La mia inesistente pratica cucinifera di single dura ormai da parecchi anni. E’ sempre (circa) lo stesso schema idiota: “ma perché cucinare?, ma devo correre fuori dall’ufficio, ecchepalle il supermercato con gli altri travet, non ho tempo (‘tempo’ uguale ‘voglia’), poi ci metto una vita … bla bla bla”. (A proposito: sarebbe curioso sapere quali altre scuse utilizzano le persone qui intorno per non cucinare seriosamente). Io che mi pensavo (cit.) che la vita da single fosse un inevitabile toccasana per il mio palato/stomaco/fegato/gusto (*nota a pie’ di post) e generico appeal.
Niente di tutto cio’ perche’ da subito ho avuto la fase “scorta pasta”, dove il nostro eroe abortisce la low-cost e s’inerpica in scelte sempre piu’ complesse di finezze gragnanesi da 210 minuti di cottura. Poi il biologico fair trade. Infine solo ai negozi feinkost. Poi si pente e torna al super. Poi non ha piu’ spazio, anche se quella li’ che ne parla il Carlin Petrini pare una bomba.
Ma la pasta ha un difetto. Non ha scadenza a breve. E il single disarticolato tende a fare la scorta.

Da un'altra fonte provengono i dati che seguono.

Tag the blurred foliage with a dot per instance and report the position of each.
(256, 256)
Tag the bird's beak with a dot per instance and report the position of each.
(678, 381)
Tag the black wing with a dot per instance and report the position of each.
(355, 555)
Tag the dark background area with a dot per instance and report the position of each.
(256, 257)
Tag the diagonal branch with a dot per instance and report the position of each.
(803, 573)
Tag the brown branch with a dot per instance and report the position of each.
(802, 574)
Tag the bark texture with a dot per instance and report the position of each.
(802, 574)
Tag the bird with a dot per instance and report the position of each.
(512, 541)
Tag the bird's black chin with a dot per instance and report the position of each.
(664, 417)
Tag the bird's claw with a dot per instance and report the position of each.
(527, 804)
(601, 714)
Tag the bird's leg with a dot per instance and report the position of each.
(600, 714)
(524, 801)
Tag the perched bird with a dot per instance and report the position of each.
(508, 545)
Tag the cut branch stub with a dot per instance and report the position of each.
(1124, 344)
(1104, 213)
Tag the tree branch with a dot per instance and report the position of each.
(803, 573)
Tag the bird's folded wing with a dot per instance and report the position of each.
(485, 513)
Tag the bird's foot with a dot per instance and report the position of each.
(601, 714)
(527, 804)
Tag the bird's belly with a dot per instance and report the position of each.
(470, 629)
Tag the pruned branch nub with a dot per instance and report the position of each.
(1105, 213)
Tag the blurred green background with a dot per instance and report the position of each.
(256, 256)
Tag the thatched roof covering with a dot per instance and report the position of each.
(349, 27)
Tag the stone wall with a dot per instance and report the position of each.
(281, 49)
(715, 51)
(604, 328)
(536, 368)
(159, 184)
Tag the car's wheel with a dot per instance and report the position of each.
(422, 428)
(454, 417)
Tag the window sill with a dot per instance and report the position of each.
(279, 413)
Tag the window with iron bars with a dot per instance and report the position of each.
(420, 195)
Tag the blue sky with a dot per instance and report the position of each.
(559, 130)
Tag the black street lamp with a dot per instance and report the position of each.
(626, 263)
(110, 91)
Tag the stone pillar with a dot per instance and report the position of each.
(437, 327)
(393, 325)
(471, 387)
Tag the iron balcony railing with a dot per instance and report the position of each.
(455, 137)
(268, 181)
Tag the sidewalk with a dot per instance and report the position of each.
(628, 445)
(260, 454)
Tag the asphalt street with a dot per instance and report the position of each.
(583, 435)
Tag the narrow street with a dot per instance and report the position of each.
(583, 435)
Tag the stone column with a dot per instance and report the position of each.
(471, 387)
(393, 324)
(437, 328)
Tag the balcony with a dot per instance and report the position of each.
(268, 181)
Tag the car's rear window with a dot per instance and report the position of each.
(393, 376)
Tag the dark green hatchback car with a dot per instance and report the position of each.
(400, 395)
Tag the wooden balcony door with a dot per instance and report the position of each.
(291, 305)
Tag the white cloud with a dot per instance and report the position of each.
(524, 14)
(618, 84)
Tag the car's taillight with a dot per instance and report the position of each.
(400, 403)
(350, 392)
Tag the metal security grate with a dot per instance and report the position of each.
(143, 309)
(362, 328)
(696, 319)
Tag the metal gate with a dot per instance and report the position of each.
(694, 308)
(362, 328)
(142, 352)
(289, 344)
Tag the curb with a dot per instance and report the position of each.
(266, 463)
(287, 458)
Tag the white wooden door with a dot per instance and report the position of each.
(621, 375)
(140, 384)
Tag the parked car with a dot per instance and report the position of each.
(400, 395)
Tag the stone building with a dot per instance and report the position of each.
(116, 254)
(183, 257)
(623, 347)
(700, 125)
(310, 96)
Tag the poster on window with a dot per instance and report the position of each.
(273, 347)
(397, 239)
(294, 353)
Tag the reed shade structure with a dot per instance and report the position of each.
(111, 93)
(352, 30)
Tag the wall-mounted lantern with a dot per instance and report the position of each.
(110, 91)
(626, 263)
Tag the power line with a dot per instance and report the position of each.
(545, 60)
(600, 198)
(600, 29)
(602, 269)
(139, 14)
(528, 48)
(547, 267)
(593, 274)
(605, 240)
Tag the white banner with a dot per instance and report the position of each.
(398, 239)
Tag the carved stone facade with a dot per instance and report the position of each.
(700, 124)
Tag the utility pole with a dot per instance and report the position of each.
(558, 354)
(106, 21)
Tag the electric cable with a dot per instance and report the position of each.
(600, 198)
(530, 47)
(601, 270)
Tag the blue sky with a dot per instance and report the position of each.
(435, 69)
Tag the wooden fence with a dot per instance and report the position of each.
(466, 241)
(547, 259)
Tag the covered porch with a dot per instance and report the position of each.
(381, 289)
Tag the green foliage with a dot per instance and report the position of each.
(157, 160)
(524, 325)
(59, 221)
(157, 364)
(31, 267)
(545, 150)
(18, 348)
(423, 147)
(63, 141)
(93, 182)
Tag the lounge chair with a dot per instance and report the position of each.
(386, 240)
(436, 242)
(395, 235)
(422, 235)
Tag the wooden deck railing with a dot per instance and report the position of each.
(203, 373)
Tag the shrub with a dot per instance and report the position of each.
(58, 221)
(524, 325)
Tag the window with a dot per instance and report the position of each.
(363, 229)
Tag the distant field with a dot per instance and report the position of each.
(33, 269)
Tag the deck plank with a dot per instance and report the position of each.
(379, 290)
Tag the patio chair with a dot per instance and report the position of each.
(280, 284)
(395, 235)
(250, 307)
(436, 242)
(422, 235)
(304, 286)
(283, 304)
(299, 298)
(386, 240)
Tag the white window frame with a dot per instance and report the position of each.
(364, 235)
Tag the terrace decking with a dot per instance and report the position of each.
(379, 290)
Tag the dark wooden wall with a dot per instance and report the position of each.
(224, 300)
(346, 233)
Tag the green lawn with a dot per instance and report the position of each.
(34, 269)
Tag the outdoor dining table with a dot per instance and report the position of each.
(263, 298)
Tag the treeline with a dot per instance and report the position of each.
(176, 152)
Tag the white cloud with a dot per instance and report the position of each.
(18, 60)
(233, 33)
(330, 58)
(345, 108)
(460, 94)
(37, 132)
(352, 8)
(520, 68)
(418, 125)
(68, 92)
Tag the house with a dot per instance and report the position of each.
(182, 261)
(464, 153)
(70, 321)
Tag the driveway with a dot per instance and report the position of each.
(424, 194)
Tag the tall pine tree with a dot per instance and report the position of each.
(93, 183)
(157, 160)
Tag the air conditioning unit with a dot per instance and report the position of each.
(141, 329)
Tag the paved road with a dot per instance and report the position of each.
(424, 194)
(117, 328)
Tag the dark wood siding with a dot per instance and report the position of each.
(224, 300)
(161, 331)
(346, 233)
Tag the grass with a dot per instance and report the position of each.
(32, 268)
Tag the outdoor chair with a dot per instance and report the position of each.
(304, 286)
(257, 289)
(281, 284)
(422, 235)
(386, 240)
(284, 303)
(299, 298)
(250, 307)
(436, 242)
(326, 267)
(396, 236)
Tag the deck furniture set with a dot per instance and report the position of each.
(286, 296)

Il raviolo alla Gio’ Rana invece ha dalla sua la scadenza a semibreve, che lavora benissimo sui sensi di colpa. Per il raviolo, la fase trendy dura di piu’. Ma anche lui ha il suo bel difetto: per quanto brevissima, una passata in acqua bollente (non salata nel mio caso) deve essere inserita nella gestione del last-minute.
E il sempiterno dilemma del sughetto? Quello nostrano di pomodoro della zia arriva ___sempre__ in quantita’ industriali, per cui dopo un po’ … stomaca. Quello da vasetto, anche se bio naturalmente, e’ pensato per chi non mangia da solo, perche’ io c’ho il vizio di “o lo finisco o lo butto” (uguale al vino).
In questo (e altri) caos pre terza_eta’ si inserisce finalmente la piadina. No, non quella che vai sul lungomare e ti gusti con brezza e passeggio di villeggianti puzzolenti di cocco. Quella che compri al super.
Non mi spiego perche’ ma ho rifiutato dall’inizio il confronto con diversi tipi di, concentrandomi solo sulla piadina della Coop, a marchio Coop. Non contento, e affascinato dallo splash pubblicitario in copertina ho anche sempre preso quella nel frigo all’olio d’oliva, cioe’ senza strutto. Davvero, non so perche’.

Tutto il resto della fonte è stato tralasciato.